Zimbabwe is a signatory to the International Covenant on Civil and Political Rights (ICCPR), which among others, guarantees the right and freedom to seek, receive and impart information and ideas of all kinds under Article 19. The same Article protects political discourse, commentary on one’s own or public affairs, canvassing, discussion of human rights and journalism.

Further, The United Nations Declaration on Human Rights Defenders points out that States have a duty to protect, promote and implement all human rights and fundamental freedoms, including every person’s right, individually, and in association with others, “at national and international levels … to form, join and participate in non-governmental organisations, associations or groups” and to “solicit, receive and utilize resources for the express purpose of promoting and protecting human rights and fundamental freedoms through peaceful means.”

Freedom of expression is an enabling right from which other rights, such as freedom of association are derived from. It is for this reason that the contravention of Article 19 in the proposed PVO Amendment Bill is particularly worrying.

Honourable Speaker, while we accept that the right to freedom of expression is not absolute, the PVO Amendment Bill does not serve a legitimate purpose and neither is it necessary.
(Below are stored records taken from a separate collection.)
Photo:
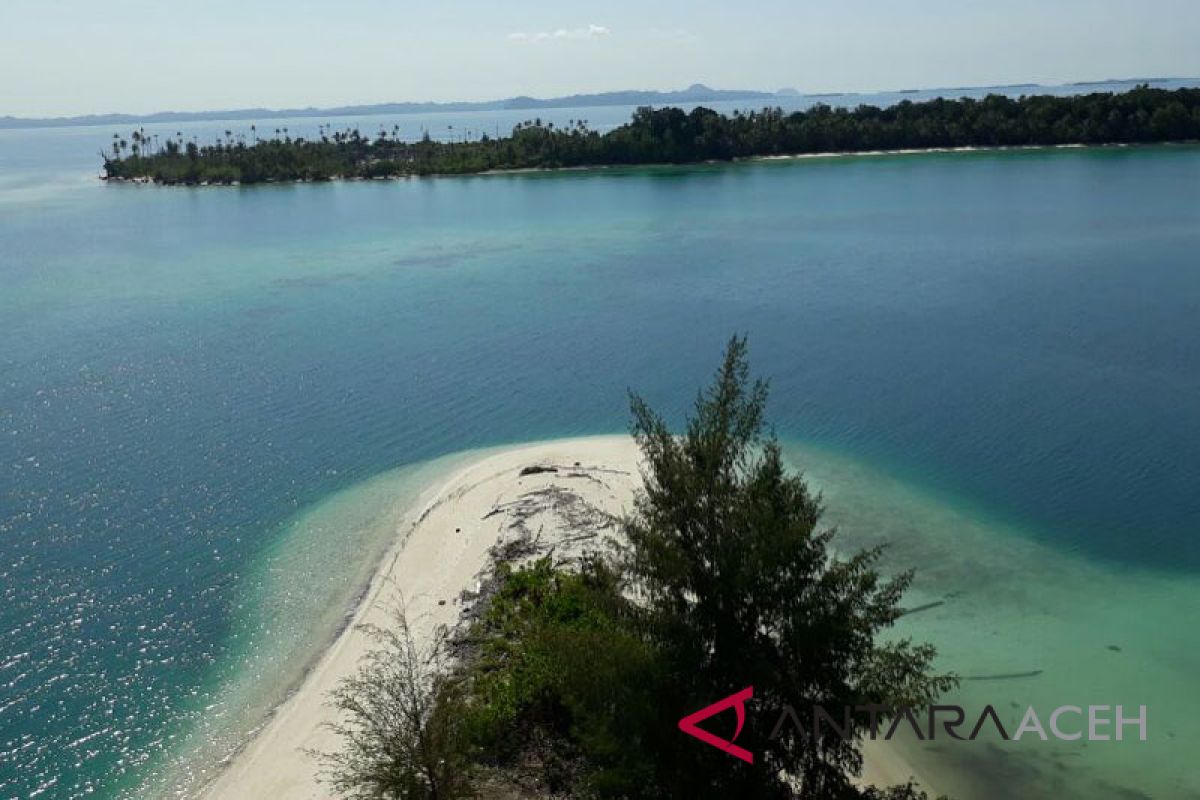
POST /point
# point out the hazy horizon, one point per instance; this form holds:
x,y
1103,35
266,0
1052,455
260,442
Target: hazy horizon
x,y
133,56
406,101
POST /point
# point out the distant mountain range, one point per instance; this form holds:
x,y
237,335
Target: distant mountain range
x,y
694,94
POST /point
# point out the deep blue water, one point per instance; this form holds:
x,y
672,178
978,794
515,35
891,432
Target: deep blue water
x,y
183,371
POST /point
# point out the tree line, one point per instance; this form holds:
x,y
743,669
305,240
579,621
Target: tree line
x,y
571,681
667,136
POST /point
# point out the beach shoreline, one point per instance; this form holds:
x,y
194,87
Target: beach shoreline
x,y
433,569
143,180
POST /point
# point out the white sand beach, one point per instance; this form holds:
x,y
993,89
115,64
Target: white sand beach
x,y
432,570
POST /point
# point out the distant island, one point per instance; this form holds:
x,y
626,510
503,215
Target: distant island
x,y
694,94
671,136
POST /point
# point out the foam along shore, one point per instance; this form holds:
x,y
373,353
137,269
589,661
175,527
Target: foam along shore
x,y
432,571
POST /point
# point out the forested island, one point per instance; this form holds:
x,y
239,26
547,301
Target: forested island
x,y
667,136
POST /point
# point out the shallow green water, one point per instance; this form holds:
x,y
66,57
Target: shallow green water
x,y
997,348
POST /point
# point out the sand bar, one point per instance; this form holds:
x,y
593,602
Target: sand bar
x,y
442,552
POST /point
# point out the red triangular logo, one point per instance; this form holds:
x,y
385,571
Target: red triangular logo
x,y
738,703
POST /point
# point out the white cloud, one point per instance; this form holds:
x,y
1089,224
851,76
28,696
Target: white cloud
x,y
562,34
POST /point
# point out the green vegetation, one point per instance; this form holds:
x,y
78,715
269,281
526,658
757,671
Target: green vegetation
x,y
571,683
671,136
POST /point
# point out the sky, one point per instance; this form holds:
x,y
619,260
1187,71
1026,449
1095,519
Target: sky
x,y
81,56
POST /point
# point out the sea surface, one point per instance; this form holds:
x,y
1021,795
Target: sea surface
x,y
215,402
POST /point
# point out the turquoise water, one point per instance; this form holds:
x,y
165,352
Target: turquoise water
x,y
209,394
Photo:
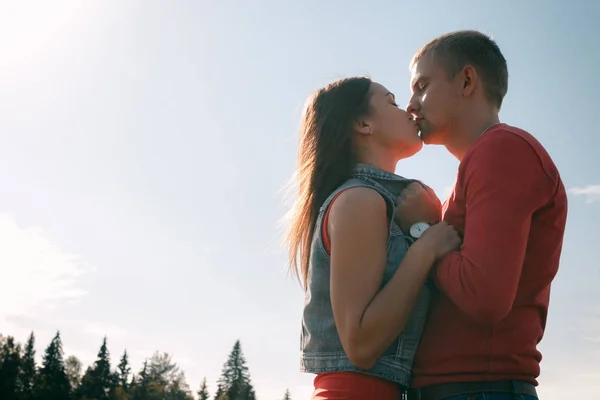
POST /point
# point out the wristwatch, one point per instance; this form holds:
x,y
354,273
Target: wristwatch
x,y
417,229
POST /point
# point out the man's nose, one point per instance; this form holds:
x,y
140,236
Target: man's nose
x,y
412,107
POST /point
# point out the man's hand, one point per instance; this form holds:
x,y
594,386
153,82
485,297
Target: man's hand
x,y
417,203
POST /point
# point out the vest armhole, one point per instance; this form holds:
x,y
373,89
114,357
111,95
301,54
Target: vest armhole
x,y
325,233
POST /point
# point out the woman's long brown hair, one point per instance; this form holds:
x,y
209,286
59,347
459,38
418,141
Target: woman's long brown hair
x,y
326,159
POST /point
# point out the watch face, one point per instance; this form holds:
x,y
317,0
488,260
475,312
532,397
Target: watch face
x,y
416,230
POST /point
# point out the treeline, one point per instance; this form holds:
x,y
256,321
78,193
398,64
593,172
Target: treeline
x,y
63,379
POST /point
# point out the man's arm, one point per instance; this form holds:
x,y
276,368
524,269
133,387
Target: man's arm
x,y
504,184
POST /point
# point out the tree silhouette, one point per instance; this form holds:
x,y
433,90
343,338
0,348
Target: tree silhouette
x,y
27,371
203,392
235,378
52,382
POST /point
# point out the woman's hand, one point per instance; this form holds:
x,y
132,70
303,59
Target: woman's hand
x,y
417,203
440,239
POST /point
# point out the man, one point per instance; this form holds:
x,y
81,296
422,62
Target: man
x,y
510,206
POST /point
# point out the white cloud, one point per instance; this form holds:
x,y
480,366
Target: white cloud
x,y
590,192
36,271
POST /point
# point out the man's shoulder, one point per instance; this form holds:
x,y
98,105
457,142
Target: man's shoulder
x,y
504,144
508,135
507,138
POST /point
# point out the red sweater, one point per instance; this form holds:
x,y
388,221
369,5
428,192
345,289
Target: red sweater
x,y
510,205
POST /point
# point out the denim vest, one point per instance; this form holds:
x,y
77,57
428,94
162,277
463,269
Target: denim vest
x,y
321,349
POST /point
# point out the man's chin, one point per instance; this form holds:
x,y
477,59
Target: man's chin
x,y
428,138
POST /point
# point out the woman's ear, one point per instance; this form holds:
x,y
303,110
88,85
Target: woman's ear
x,y
363,127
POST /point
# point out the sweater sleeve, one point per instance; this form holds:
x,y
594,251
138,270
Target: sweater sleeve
x,y
504,184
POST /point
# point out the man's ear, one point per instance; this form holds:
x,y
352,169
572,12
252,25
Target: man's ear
x,y
469,80
362,126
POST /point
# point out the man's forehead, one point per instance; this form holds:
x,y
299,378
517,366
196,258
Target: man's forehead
x,y
422,68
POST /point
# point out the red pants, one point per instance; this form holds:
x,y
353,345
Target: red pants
x,y
354,386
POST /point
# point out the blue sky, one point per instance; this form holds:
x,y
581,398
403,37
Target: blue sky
x,y
145,147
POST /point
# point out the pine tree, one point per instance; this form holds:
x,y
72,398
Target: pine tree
x,y
53,382
203,392
73,370
124,371
235,378
27,372
139,386
98,381
10,362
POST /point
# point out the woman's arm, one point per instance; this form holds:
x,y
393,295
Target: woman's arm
x,y
368,320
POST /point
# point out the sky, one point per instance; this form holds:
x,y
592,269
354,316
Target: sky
x,y
145,148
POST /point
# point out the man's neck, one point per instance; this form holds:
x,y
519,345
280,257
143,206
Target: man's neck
x,y
468,133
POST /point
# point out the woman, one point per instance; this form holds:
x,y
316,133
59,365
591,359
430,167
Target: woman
x,y
366,297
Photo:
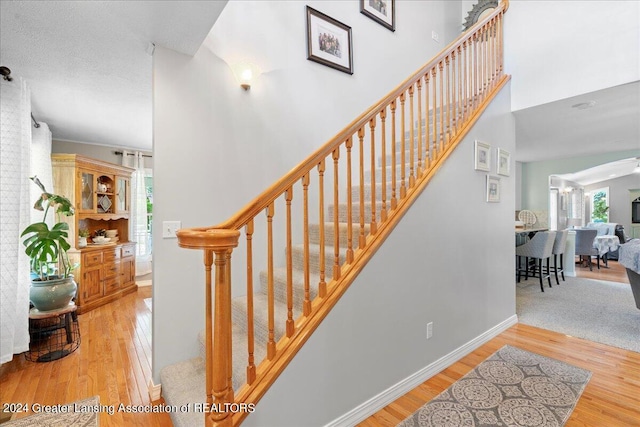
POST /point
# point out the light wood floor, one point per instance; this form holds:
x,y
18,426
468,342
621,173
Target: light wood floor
x,y
114,361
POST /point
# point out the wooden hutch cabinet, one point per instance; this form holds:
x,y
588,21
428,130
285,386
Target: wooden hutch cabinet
x,y
100,192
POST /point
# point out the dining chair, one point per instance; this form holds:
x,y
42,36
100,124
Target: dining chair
x,y
539,248
584,245
559,246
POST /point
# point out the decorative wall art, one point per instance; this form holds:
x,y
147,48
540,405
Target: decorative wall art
x,y
503,162
329,41
493,188
483,156
381,11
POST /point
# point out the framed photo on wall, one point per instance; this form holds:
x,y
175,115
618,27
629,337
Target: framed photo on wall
x,y
503,162
329,41
381,11
493,188
482,156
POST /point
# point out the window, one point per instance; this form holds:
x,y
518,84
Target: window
x,y
600,205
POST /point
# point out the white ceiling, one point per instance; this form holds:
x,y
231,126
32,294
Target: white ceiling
x,y
89,70
88,63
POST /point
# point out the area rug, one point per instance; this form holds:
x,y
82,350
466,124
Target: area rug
x,y
596,310
83,413
513,387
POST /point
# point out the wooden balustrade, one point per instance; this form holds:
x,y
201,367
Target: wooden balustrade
x,y
437,106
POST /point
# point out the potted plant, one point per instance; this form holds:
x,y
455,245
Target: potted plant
x,y
83,234
52,284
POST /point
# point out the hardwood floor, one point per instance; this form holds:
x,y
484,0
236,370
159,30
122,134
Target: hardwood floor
x,y
113,361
On the contrary, we are gravely concerned about the Bill’s potential to unduly restrict freedom of expression and civic space.

Thus, we urge the Parliament of Zimbabwe to:

  1. Delay debate on the PVO Amendment Bill until it meets local, regional and international standards and best practices for the exercise of freedom of expression, free association and the right to privacy.
  2. Embark on a wide-ranging consultative process on the regulation of CSOs, Trusts and NGOs. This process should be consultative and reflective of the views of a wide spectrum of Zimbabwean society.


  1. Africa Freedom of Expression Exchange (AFEX)
  2. Africa Freedom of Information Centre (AFIC)
  3. Americans for Democracy & Human Rights in Bahrain (ADHRB)
  4. Association of Caribbean Media Workers.
  5. Free Media Movement Sri Lanka (FMM)
  6. Freedom Forum.
  7. Freedom of Expression Institute (FXI).
  8. Global Voices.
  9. Independent Journalism Center Moldova.
  10. Initiative for Freedom of Expression- Turkey (IFox).
  11. Institute for Media and Society (IMESO).
  12. International Press Centre (IPC).
  13. Palestinian Center For Development & Media Freedoms (MADA).
  14. Media Rights Agenda (MRA).
  15. Media Watch Bangladesh.
  16. Media Institute for Southern Africa, Zimbabwe (MISA)
  17. PEN America.
  18. PEN International.
  19. Reporters Without Borders (RSF).
  20. South-East Europe Media Organisation (SEEMO).
  21. The Center for Media studies and Peacebuilding (CEMESP-Liberia).
  22. The Media Foundation for West Africa (MFWA).
  23. Vigilance for Democracy and the Civic State.
  24. World Association of Community Radio Broadcasters (AMARC).